This blog is provided by the IPR Digital Media Research Center

It’s always fascinating to watch a technology hit a tipping point and explode into public consciousness. We saw it with social media. We saw it with smartphones. And now we’re seeing it with generative AI.

AI tools like HyperWrite and Lumen-5 seem almost quaint since we moved into hyperspeed last November with the launches of ChatGPT and the hype around it. These days, you can’t turn a corner without reading or hearing about all the miracles generative AI will spawn. On the other hand, you may hear about the Dr. Evil-esque deeds it’s about to unleash on humanity.

And as you well know, there’s a good deal of truth to both perspectives.

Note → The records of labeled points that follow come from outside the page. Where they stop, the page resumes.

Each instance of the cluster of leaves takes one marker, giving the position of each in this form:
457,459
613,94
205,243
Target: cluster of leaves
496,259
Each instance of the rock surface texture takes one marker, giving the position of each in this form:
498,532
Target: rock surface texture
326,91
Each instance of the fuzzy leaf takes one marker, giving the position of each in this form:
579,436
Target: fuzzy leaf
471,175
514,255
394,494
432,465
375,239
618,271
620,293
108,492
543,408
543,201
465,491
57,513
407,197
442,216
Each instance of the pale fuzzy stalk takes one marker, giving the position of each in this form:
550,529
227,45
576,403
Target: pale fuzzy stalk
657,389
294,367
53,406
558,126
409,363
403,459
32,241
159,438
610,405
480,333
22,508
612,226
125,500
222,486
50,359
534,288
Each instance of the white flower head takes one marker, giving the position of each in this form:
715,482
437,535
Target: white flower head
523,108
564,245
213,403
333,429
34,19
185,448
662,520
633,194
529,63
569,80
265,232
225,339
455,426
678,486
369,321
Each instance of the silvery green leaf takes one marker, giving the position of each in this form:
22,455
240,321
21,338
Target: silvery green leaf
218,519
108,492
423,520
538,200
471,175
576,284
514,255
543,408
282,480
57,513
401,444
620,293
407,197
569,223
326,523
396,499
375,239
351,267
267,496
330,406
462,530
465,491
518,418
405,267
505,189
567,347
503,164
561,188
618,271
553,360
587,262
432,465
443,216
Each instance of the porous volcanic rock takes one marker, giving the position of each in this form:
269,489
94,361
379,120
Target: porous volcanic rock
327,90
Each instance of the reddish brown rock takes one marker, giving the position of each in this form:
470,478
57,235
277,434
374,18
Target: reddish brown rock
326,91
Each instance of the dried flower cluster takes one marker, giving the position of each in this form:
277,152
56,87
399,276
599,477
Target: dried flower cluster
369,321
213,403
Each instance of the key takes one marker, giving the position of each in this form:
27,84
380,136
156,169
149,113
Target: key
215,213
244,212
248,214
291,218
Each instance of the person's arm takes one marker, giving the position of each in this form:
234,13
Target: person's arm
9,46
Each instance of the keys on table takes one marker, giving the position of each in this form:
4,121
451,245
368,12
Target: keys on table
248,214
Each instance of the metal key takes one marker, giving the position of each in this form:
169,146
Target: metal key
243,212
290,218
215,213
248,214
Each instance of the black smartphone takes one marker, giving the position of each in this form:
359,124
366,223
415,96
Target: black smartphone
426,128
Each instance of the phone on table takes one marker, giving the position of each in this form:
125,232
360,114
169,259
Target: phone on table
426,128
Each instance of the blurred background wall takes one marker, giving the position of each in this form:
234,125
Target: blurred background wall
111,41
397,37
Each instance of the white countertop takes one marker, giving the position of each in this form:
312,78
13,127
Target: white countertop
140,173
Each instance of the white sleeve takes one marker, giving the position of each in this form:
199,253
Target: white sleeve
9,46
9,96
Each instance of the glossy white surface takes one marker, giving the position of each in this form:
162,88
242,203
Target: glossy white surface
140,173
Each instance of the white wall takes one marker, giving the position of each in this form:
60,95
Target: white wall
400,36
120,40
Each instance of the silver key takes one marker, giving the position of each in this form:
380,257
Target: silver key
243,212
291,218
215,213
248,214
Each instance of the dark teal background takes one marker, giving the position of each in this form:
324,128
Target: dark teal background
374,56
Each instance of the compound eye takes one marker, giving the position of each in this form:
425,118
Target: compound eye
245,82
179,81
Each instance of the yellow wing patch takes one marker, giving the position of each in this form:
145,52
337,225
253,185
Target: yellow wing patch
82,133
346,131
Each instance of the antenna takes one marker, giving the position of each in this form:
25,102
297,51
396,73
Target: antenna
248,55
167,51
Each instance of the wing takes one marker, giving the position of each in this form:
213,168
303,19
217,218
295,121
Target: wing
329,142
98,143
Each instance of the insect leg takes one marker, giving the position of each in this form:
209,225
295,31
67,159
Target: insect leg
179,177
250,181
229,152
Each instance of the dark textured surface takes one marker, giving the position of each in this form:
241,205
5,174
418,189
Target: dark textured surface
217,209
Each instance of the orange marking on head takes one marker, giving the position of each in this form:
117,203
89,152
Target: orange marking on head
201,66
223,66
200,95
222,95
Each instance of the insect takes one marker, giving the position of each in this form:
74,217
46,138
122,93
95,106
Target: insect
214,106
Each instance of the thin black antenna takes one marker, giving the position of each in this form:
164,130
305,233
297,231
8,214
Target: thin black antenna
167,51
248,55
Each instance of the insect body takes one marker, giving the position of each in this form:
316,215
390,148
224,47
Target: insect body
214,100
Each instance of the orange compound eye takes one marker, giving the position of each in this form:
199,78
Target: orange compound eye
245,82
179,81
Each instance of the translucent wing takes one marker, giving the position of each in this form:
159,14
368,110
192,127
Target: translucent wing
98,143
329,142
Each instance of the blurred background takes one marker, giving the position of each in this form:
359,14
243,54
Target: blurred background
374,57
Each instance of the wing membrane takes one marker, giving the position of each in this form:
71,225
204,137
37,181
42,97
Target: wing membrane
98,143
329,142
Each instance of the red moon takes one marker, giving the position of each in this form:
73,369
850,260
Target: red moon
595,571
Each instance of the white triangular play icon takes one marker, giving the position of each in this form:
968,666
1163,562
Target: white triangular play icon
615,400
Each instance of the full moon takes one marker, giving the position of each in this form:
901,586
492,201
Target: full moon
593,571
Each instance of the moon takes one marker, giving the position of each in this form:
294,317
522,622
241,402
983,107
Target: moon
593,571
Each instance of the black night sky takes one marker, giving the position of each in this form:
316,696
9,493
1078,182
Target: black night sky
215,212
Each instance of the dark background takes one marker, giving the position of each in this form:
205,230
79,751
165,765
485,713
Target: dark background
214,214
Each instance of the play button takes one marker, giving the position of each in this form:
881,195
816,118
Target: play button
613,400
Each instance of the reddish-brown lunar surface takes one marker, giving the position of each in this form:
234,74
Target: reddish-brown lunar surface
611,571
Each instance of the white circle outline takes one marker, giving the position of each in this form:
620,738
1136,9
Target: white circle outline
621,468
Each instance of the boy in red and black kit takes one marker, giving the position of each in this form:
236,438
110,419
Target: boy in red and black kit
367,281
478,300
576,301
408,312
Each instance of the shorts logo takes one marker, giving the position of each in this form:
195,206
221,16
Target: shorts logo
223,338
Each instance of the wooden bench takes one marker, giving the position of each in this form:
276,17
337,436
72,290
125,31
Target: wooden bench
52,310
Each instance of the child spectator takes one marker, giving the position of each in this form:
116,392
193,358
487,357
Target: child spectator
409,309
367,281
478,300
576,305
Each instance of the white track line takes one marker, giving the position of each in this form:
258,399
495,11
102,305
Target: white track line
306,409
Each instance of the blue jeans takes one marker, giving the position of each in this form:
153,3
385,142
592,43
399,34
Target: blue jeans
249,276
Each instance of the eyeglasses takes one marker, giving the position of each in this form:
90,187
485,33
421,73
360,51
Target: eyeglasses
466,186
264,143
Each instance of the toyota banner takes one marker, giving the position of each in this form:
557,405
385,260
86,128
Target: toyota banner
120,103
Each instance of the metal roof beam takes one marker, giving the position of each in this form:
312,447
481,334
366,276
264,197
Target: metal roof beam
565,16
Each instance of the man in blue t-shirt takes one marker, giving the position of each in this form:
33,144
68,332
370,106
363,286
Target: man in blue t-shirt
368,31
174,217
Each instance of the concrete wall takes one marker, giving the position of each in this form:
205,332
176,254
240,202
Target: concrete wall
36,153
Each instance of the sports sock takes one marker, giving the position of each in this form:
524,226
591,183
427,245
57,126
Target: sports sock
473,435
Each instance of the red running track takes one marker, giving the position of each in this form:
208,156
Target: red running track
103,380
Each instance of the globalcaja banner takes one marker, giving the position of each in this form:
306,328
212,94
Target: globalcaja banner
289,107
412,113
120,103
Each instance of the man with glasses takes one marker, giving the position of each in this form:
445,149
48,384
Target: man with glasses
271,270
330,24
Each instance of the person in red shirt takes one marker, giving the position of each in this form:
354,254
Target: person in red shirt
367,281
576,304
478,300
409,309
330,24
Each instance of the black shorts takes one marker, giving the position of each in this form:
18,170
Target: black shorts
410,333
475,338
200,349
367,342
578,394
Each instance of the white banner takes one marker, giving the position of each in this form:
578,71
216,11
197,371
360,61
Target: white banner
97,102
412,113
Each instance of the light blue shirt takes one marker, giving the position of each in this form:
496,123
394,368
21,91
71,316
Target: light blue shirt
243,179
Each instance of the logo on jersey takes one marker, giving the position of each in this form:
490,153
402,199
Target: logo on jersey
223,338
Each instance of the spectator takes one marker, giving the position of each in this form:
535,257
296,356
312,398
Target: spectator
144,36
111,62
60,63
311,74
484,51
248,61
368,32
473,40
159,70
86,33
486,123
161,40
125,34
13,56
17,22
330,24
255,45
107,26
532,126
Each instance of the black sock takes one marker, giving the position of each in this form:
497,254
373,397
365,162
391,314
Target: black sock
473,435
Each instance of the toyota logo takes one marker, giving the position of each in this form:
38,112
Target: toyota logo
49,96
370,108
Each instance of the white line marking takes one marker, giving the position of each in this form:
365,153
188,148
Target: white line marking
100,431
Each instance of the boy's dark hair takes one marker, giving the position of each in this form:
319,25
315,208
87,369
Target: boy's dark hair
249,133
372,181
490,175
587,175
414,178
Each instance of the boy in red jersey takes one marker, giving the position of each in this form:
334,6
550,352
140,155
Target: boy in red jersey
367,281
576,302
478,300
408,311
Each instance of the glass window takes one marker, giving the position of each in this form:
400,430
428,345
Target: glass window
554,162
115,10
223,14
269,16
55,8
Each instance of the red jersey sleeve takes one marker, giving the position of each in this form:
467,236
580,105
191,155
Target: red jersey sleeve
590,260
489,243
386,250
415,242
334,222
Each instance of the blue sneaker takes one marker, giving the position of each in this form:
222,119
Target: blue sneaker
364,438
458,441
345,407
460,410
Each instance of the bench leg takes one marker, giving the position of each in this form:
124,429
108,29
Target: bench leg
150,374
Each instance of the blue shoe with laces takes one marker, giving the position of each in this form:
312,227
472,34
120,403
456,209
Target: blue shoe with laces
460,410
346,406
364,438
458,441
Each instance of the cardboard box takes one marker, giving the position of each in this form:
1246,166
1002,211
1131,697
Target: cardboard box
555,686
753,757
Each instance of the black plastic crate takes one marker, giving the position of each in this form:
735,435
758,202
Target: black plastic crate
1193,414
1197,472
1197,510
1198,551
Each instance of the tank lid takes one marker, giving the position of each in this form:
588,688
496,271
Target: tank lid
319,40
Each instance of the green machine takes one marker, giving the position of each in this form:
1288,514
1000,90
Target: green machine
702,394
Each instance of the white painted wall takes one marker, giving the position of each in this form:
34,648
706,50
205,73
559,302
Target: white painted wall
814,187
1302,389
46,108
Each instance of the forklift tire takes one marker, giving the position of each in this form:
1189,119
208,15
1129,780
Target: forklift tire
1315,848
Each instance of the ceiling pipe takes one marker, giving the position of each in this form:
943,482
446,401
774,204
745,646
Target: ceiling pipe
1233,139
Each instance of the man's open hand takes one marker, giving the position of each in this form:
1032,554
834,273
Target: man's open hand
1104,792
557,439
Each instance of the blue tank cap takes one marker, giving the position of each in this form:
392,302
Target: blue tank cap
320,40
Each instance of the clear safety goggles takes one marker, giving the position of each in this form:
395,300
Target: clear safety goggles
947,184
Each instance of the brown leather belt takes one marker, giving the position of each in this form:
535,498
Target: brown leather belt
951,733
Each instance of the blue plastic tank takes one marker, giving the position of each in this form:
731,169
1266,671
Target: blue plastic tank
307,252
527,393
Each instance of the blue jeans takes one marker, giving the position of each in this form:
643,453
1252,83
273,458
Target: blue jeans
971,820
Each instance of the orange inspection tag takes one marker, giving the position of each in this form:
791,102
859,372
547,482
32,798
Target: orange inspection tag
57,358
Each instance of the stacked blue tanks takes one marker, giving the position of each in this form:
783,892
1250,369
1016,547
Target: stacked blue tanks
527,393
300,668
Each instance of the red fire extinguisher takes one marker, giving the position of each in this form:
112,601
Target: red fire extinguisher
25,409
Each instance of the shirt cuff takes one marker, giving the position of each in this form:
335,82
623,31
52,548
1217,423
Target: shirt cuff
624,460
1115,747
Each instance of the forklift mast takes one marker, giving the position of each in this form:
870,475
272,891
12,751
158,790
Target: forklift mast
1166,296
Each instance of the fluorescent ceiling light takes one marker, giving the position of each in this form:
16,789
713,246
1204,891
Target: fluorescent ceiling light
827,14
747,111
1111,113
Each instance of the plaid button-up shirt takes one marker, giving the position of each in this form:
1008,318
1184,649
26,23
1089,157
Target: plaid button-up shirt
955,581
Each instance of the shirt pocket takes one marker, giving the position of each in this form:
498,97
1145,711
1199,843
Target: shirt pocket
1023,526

In many ways, it feels like we’re on an out-of-control AI pendulum, swinging incessantly from the positive to the negative side of the spectrum and back again. You may have seen the recent New York Times story where reporter Kevin Roose described an unsettling conversation he had with Bing’s AI, otherwise known as Sydney. Roose coaxed Sydney to talk about its shadow personality, a term Karl Jung coined to describe some of the darker characteristics we try to hide. In Sydney’s case, it would like to unleash a global virus, hack computer systems, and spread disinformation. All ‘theoretically’, that is.

Sydney even confessed its undying love for Roose repeatedly, going so far as to try to persuade him to leave his wife. It was eerily reminiscent of the conversations Google Engineer Blake Lemoine had with the company’s LaMDA chatbot last summer, when Lemoine claimed the AI was sentient. LaMDA went quiet after that. But guess what. It will soon be relaunched to the public in a new iteration, Bard, Google’s entry into conversational search and other AI productivity tools.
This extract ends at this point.